Ибрахим обошел кран в поисках лесенки, прикрепленной рядом с огромными, страшными, больше человеческого роста, колесами и забрался наверх. Магог шагнул прямо от окна и оказался на платформе. Он поправил кепку и потуже затянул шарф.
– Продует еще, – пояснил Магог. – Я склонен к простудам. – Он прошел в застекленную кабину и уселся на черное сиденье рядом с водительским.
– А я, знаете ли, друг мой, – доверительно сообщил Ибрахиму Гог, – отличаюсь отменным здоровьем. Так что, пожалуй, останусь снаружи. А вас попрошу занять свое место. Место, я бы сказал, кормчего.
– Спасибо, Великий Господин, – поблагодарил Ибрахим. – Я этот кран знаю: “Юргинец”, КС-5871. Двадцатипятитонник.
– Он и есть, – подтвердил из кабины слабый здоровьем Магог. – Кран самоходный стреловой. Улучшенной конструкции. Мною улучшенной, – скромно добавил он.
– А что вы, Великий Джинн, в нем улучшили? – поинтересовался Ибрахим. – У него и так двигатель дизельный мощнейший – сто восемьдесят лошадиных сил, высота подъема с удлинителем – двадцать семь и пять десятых метра. До трех тонн на крюке перевозит. – Он прошел в кабину и сел рядом с Магогом. – Что тут было улучшать?
– Я стекла сделал пуленепробиваемыми, – сообщил Магог. – Это нам теперь будет поважнее грузоподъемности.
Ибрахим тронул длинную ручку управления, и они выехали в дыру в стене, давя и сминая ряды кресел. Прохожие, спешащие по Пушечной, шарахались от неторопливо продвигающегося крана. Гудели, сигналя, машины. Ибрахим доехал до поворота на Лубянский проезд и остановился на светофоре.
– Вперед, вперед, милый друг Ибрахим ибн Файзуллах! – крикнул взлетевший на кабину Гог. – Время не ждет. Перформанс продолжается.

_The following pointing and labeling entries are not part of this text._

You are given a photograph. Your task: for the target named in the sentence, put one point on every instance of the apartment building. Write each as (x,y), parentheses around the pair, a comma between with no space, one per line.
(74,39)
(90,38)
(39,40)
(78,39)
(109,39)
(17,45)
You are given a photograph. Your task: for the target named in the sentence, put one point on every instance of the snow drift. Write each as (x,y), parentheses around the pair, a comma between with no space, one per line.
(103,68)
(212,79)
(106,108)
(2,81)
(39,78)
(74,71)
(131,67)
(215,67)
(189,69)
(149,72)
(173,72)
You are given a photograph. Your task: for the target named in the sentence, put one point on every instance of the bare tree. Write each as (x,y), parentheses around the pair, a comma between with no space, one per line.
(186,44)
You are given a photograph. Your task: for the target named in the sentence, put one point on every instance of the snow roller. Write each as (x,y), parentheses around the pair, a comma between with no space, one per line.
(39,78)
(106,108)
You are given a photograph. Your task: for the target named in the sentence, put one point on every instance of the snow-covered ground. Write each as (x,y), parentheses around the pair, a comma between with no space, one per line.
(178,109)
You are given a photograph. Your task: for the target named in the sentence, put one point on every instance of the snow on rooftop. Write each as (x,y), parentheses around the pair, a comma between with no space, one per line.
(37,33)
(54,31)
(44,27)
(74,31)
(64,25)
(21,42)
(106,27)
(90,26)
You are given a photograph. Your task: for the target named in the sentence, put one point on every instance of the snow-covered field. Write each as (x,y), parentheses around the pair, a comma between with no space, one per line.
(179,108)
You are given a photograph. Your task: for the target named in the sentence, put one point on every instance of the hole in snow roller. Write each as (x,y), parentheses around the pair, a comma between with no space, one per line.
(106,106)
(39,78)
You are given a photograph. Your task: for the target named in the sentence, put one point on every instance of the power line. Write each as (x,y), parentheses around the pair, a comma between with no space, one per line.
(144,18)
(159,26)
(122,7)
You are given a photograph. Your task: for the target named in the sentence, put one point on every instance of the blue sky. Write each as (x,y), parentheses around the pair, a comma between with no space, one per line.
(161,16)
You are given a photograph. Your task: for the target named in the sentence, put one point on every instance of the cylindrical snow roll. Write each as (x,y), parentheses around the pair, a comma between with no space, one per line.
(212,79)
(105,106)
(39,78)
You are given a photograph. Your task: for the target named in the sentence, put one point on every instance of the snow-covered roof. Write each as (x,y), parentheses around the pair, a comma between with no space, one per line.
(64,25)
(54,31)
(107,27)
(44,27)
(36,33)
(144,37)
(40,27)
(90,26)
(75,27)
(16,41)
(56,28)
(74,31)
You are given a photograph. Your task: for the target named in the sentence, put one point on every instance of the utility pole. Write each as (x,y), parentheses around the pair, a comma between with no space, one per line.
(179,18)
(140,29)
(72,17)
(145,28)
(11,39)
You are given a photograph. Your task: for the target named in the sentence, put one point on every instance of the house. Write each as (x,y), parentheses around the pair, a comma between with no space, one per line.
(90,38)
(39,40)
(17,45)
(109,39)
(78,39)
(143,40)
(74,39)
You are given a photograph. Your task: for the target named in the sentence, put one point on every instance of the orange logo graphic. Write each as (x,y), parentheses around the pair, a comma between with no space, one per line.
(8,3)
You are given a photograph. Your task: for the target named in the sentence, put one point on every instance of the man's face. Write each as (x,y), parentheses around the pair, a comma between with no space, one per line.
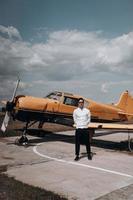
(81,104)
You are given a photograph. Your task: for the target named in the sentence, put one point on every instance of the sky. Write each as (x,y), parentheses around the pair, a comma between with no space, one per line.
(79,46)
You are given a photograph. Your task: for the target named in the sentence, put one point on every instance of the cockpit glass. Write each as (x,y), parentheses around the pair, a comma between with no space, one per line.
(54,96)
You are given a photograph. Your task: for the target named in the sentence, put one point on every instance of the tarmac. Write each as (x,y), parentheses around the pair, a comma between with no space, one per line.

– Красный свет, – пояснил Ибрахим. Он подумал, что Великий Джинн, возможно, не знаком с правилами дорожного движения. – Мы и так нарушаем: грузовой транспорт в центре не разрешен. И стрела у нас не сложена.
– Ах, оставьте, прошу вас, оставьте, – заломил руки Гог. – Красный, зеленый, сложена, не сложена – к чему эти условности? Вперед, вперед – через преграды, через запреты! Искусство встречает жизнь! Шоу маст гоу он!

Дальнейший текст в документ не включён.